I was talking to my mom on the phone tonight, discussing the deficits I’ve suffered since having three strokes. I realize in some things, I’m quite ordinary or even poor at doing some things, but there were certain things in my life I was exceptional at. And now, in those things, I am but ordinary.
And ordinary isn’t bad.. But it’s not exceptional, either, and when you’re used to one, learning the other sucks.

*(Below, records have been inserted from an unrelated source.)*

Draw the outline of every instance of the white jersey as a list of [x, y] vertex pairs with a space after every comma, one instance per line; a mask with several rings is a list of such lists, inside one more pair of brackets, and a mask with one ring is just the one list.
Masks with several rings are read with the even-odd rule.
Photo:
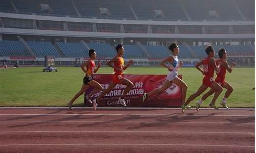
[[166, 79], [169, 81], [171, 81], [172, 80], [175, 78], [178, 77], [178, 70], [179, 67], [179, 59], [178, 59], [178, 56], [174, 56], [172, 55], [173, 57], [173, 61], [172, 63], [169, 63], [170, 64], [170, 67], [173, 68], [173, 71], [169, 72], [169, 73], [167, 75]]

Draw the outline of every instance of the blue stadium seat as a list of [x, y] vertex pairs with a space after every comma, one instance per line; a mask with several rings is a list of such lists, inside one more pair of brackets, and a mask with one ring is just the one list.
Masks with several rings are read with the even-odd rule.
[[2, 56], [31, 56], [31, 55], [18, 41], [0, 41], [0, 55]]
[[88, 57], [88, 50], [80, 43], [57, 42], [57, 45], [67, 57]]
[[142, 50], [136, 45], [125, 45], [124, 48], [125, 58], [147, 58], [143, 53]]
[[31, 48], [37, 57], [45, 56], [60, 57], [58, 52], [50, 42], [28, 41], [27, 44]]
[[170, 55], [168, 49], [163, 46], [144, 45], [153, 58], [165, 58]]
[[94, 49], [97, 53], [98, 58], [112, 58], [116, 55], [114, 49], [108, 44], [87, 44], [90, 49]]

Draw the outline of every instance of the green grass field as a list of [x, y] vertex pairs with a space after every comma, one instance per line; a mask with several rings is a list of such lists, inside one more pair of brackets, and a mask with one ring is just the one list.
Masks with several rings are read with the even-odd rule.
[[[10, 68], [0, 70], [0, 106], [65, 106], [79, 91], [83, 74], [80, 68], [59, 67], [58, 72], [42, 72], [42, 67]], [[109, 68], [101, 68], [98, 73], [112, 73]], [[160, 67], [131, 67], [126, 74], [166, 74], [167, 70]], [[194, 68], [182, 68], [179, 73], [188, 85], [187, 98], [201, 85], [202, 74]], [[227, 73], [226, 81], [234, 91], [228, 99], [231, 107], [255, 108], [255, 68], [236, 68]], [[217, 101], [217, 106], [226, 91]], [[200, 96], [200, 97], [202, 96]], [[212, 97], [204, 102], [207, 106]], [[198, 100], [197, 98], [191, 103]], [[75, 106], [82, 105], [83, 96]]]

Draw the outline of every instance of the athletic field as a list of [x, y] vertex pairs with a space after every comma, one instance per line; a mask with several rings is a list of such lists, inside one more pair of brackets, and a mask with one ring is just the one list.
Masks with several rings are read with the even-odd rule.
[[[79, 67], [58, 67], [58, 72], [43, 73], [42, 67], [9, 68], [0, 70], [0, 106], [65, 106], [78, 91], [83, 74]], [[111, 74], [113, 69], [102, 67], [98, 73]], [[160, 67], [130, 67], [125, 74], [166, 74], [167, 69]], [[187, 98], [197, 90], [202, 75], [195, 68], [182, 68], [179, 73], [188, 86]], [[231, 107], [255, 107], [255, 68], [235, 68], [227, 73], [226, 81], [234, 91], [227, 101]], [[223, 97], [224, 90], [216, 101]], [[201, 97], [202, 95], [200, 96]], [[212, 97], [204, 102], [207, 107]], [[197, 98], [191, 103], [195, 106]], [[82, 106], [83, 96], [74, 103]]]

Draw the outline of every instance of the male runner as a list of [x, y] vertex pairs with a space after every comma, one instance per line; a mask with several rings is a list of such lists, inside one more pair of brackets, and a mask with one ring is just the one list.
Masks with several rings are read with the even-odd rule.
[[[227, 82], [225, 80], [225, 76], [226, 75], [226, 72], [227, 71], [231, 73], [233, 70], [233, 68], [236, 66], [236, 63], [233, 62], [231, 67], [228, 65], [227, 62], [227, 52], [223, 48], [221, 48], [218, 52], [218, 54], [220, 59], [216, 61], [217, 65], [220, 64], [220, 70], [216, 72], [217, 76], [215, 78], [215, 82], [221, 85], [223, 88], [227, 89], [227, 90], [225, 93], [224, 97], [221, 102], [221, 105], [223, 107], [228, 109], [228, 107], [226, 105], [227, 103], [227, 99], [230, 95], [231, 93], [233, 92], [233, 87]], [[206, 99], [215, 92], [213, 89], [211, 89], [209, 91], [205, 94], [203, 99]], [[196, 107], [198, 111], [201, 104], [203, 102], [201, 99], [196, 104]]]
[[75, 95], [70, 102], [68, 103], [68, 106], [70, 110], [73, 110], [72, 104], [75, 100], [88, 89], [90, 86], [95, 87], [95, 89], [92, 91], [89, 95], [86, 96], [86, 99], [90, 103], [93, 103], [90, 97], [97, 92], [102, 90], [102, 86], [97, 81], [93, 80], [93, 74], [96, 73], [100, 67], [101, 64], [99, 62], [98, 67], [95, 69], [95, 63], [94, 60], [96, 58], [96, 53], [94, 49], [90, 49], [89, 53], [90, 59], [83, 63], [81, 66], [82, 71], [86, 73], [86, 76], [83, 78], [83, 84], [81, 90]]
[[[166, 79], [163, 82], [163, 85], [160, 88], [155, 89], [148, 93], [144, 93], [142, 97], [142, 102], [144, 102], [147, 97], [152, 95], [164, 93], [174, 83], [181, 88], [182, 105], [185, 103], [187, 85], [184, 81], [178, 77], [179, 67], [183, 65], [182, 62], [180, 62], [179, 64], [179, 60], [178, 59], [178, 54], [179, 52], [179, 46], [177, 43], [173, 43], [169, 46], [169, 49], [172, 51], [172, 55], [163, 60], [160, 63], [161, 65], [166, 68], [169, 70], [169, 73], [167, 75]], [[166, 62], [168, 62], [170, 65], [166, 65]]]
[[[218, 107], [215, 106], [215, 103], [217, 98], [222, 91], [222, 88], [221, 88], [221, 86], [217, 82], [214, 81], [213, 77], [214, 71], [218, 71], [219, 68], [219, 67], [216, 65], [214, 59], [215, 52], [212, 47], [211, 46], [207, 47], [205, 49], [205, 52], [206, 52], [208, 55], [207, 57], [198, 63], [196, 65], [197, 69], [204, 75], [203, 79], [202, 84], [197, 92], [192, 94], [184, 105], [182, 106], [182, 110], [183, 110], [183, 111], [186, 109], [186, 106], [195, 99], [195, 98], [200, 95], [200, 94], [204, 92], [208, 87], [212, 89], [215, 92], [212, 100], [210, 104], [210, 106], [215, 109], [218, 109]], [[202, 65], [203, 65], [203, 70], [199, 67], [199, 66]], [[205, 97], [206, 96], [204, 95], [201, 100], [205, 100]], [[199, 104], [201, 104], [201, 104], [202, 103], [200, 102]]]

I’ll give you an example. My average –AVERAGE – typing speed, with zero errors, used to be about 120 words per minute. I could type about as fast as a persson talked normally, as fast as I could think the words. After the strokes, I now type around 60 to 70 words per minute with mistakes here and there.
That’s actually faster than most people type. But I WAS exceptional. Now, I struggle to be ordinary and it’s not easy. It hurts, and my hands cramp up and tremor. Which affects my thinking, which makes writing hard.
Then there’s the aphasia. Not being able to come up with the right word. Sure, I can substitute another word, but I’m a writer! It affects my writing!
But a neurologist is going to look at his parameters (I had to pause to come up with that word) and they are going to say there’s no deficit. I’m perfectly…. ordinary.
But I was exceptional.
Have i lost all the ways I used to be exceptional before I even realized I was exceptional? It has been a year since the strokes and I have still not sat in front of my piano….Ryan tells me I should, that it would be good therapy for me, but I was good. What if I’m not anymore. What if I can’t play. What if I’m ordinary and I’ve lost that too.
We all have exceptional things about us. I need to discover what makes me exceptional now because ordinary doesn’t work for me! I crave more!
What makes you exceptional?
I love and need you all,
Michy
I consider it exceptional that you can claim this. So there! I also used to type at 120 and could take dictation typing. I USED to play violin pretty darn well. I soloed a lot and was first chair in some orchestras. However, I’ve had thumb surgery for painful arthritis. Now I have no pain, but my hand isn’t shaped right to play well. I can still play, but never again like I used to.
Then you really do get it…thank you for your understanding. It means a lot.
You are STILL EXCEPTIONAL !
Thanks… I need to figure out what I’m exceptional at now and not waste it like I did before when I never really knew. I still try, but things are so much harder now!
I get this, trust me. I actually did get all the psychological/cognitive function testing done and it said I was fine. The psychologist said I actually did better than she did. But I was better before.
I remember thinking as I lost all my hair and face got all swollen that it’s better that it happened to me than someone like my sister who is more self conscious about looking good. I quit wearing makeup even before I got leukemia.
I met another leukemia patient who was an almost pro BMXer. He was in his 20s too. Losing the physical abilities was so much worse for him than me.
But we carry on. You are always exceptional to me.
And you are exceptional to me too. I love you better than family!